As soon as a social problem is 'defined' DT or any thinking for that matter would fail and lose its power. For example, 'War on Drugs' -- 9 American presidents in a row have had pursued various solutions till 2009 when it they realized that drugs can't be stopped in the way they thought it could be and all the so called 'solutions' have come to naught. It is now sort of funny that in 2010, California legalized the drug trade and taxes it too to bolster additional income for the state.

Similarly, climate change issues were taken up and discussed for a fairly long time in the UN Security Council till they realized that it is not a security issue at all.

DT or any thinking would fail in taking up social challenges once the social challenge or problem is 'defined' to limit or narrow down the scope. This is a fundamental flaw, which interestingly, is not a flaw when this principle is applied to product design.

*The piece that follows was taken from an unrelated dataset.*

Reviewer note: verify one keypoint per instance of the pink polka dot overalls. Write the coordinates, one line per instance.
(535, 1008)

It appears that Design Thinking (DT) would often fail in addressing social challenges when the solution is not a tangible product or when tangible products occupy a very small part of the solution space. So a 'product challenge' and a 'social challenge' would need different treatments in terms of application and principles.

Other examples would highlight the issue;

a) When Coke came to India their tag line thinking was that they would make Indians forget about drinking water. Today they are in rough weather. No amount of advertisements and lowering prices or making smaller bottles or family pack seem to be working.

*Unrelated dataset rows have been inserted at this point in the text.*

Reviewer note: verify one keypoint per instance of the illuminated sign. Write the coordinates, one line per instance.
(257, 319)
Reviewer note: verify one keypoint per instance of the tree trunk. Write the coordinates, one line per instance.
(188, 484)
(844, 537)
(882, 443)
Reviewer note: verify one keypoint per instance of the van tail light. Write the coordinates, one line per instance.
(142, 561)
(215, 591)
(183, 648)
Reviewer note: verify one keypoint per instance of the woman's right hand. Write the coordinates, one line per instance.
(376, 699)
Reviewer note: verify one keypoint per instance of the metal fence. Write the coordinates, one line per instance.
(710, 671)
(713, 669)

b) Similarly Kellogs thought that they would change the breakfast habits of the country. They are now thinking of making some Indian dishes to keep floating.

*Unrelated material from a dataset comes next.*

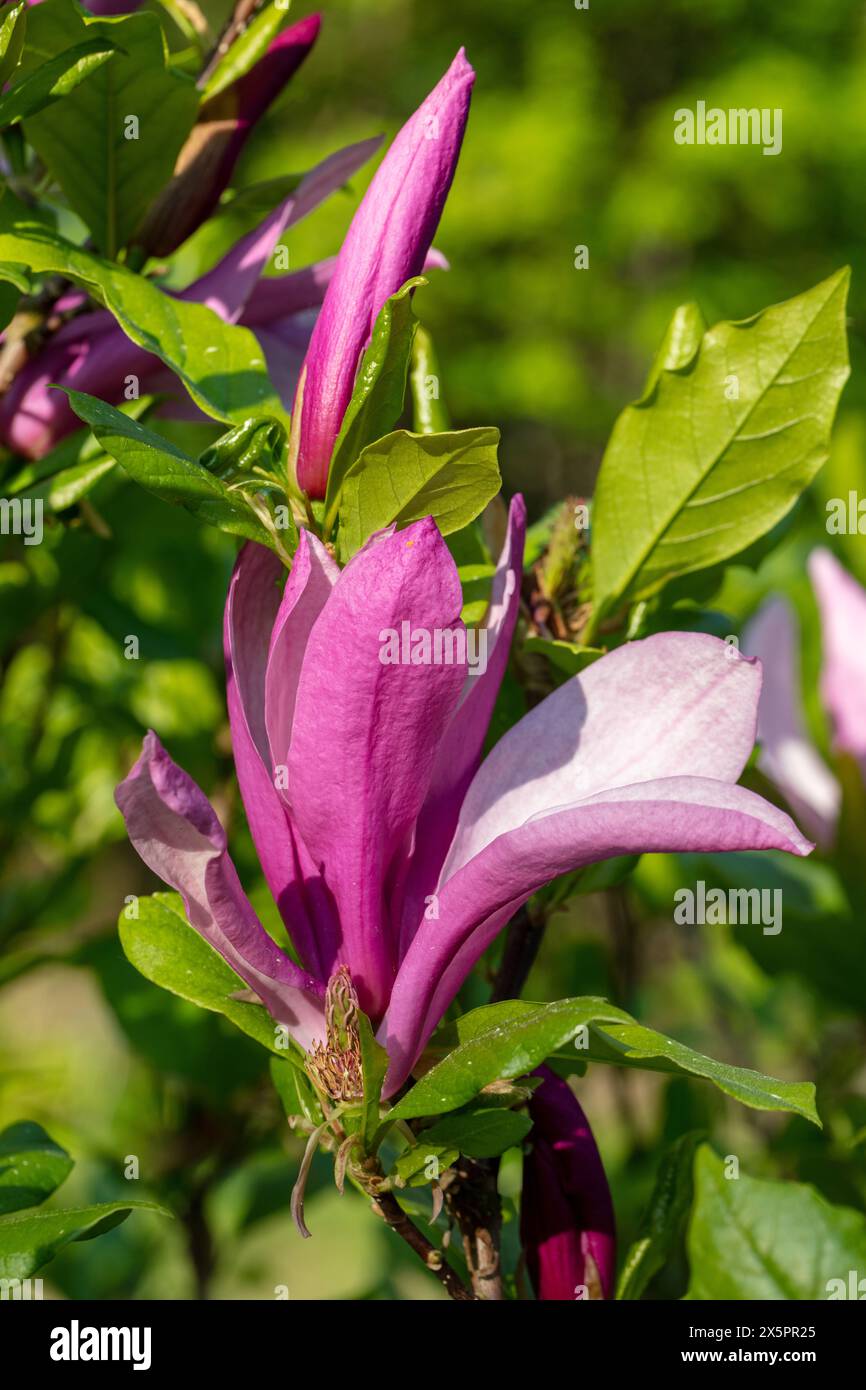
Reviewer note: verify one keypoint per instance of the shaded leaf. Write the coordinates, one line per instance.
(31, 1166)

c) Rayban had to close shop in India. The solution did not appeal to Indians.

d) Nike and Rebok are also thinking of folding up.

e) My friend Dan Strongin adds: In Greece, in the 1970's, the world bank, at the behest of its "donors" GE and the Petro's, financed a project which cut down all the olive groves leading to Athens leading into the city and replaced them with the king of input consumers, corn. When the corn was ready to be processed they spent 14 million dollars on an Ad campaign trying to get the Greeks to switch from Olive Oil to corn oil and margarine. It flopped.

f) He also adds: In the Dominican republic, General Mills tried to get people off their traditional diets for breakfast, with some effect, but at a tremendous cost.

So, is there a common thread that links these examples? Surely, it is a matter of collaborative choices not affordability. Social problems are much more broad based and mucky. It would need a lot of deep understanding before one strikes out for a solution.

Paula's take on this is: "those looking for a prescribed way to implement design thinking are destined to be disappointed. It's a messy, opaque process that depends as much on group dynamics as intellect or insight."

What we also see is the collective thinking that goes on in a society or community based on tradition, culture and the benefits people have seen and felt over generations. It gets deeply embedded in the collective psyche. Hence the 'local' wins over the global designs to solve social and economic problems. Well, almost always.

What then would be the way forward to solve complex social problems?

To my mind, we would have to combine the principles of Design Thinking, System Thinking and the ideas of Social Sustainability to come up with viable and acceptable solutions for social problems -- solutions that would be engineered by the people of a community for them through a service or business locally created of the people of the community, which may, if the need arises, extended to help other communities.

So, for success in solving social problems and bringing about social changes it is 'BY the PEOPLE, FOR the PEOPLE, OF the PEOPLE', under democratic set up.

Think Global: Act Local would be the mantra. This is because the ramifications of a social problem is always global but the solution to such a problem always have to be local.

Therefore, the industrial age mind set of 'scalability', 'standardization' and 'globalization' is to be summarily dismissed and discarded for good, when it comes to solving social problems. This is precisely because this mindset actually caused most of the social problems that we face today.

Can we solve the problems with the mindset that created it in the first place?